Re: [Corpora-List] Japanese corpora

From: Marco Baroni (baroni@sslmit.unibo.it)
Date: Wed Jul 20 2005 - 13:17:34 MET DST

Next message: Przemek Kaszubski: "[Corpora-List] you vs. contractions (2)"

Previous message: Adam Kilgarriff: "RE: [Corpora-List] you vs. contractions"
In reply to: Vorontsov Alexander: "[Corpora-List] Japanese corpora"
Messages sorted by: [ date ] [ thread ] [ subject ] [ author ]

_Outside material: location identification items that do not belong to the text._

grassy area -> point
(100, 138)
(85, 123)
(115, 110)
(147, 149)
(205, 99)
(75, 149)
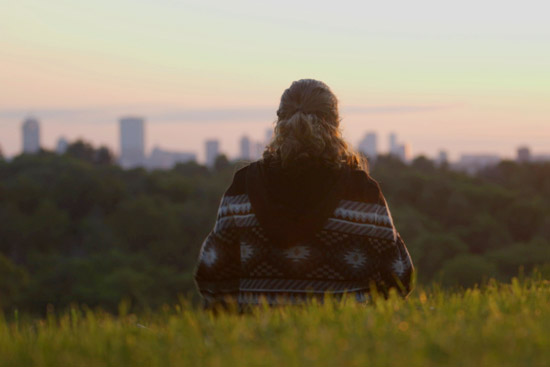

This is definitely not the ideal solution, but what we do is we download
Japanese "corpora" from the web (if you are interested, I can send you url
lists corresponding to documents in our corpus and tools to download the
corresponding docs), and we tokenize them/pos-tag them using ChaSen:

http://chasen.aist-nara.ac.jp/hiki/ChaSen/

Once you have a corpus tagged with ChaSen, you could use it to create
other resources (e.g., simple dictionaries of word/morphological features
pairs).

Regards,

Marco

Next message: Przemek Kaszubski: "[Corpora-List] you vs. contractions (2)"
Previous message: Adam Kilgarriff: "RE: [Corpora-List] you vs. contractions"
In reply to: Vorontsov Alexander: "[Corpora-List] Japanese corpora"
Messages sorted by: [ date ] [ thread ] [ subject ] [ author ]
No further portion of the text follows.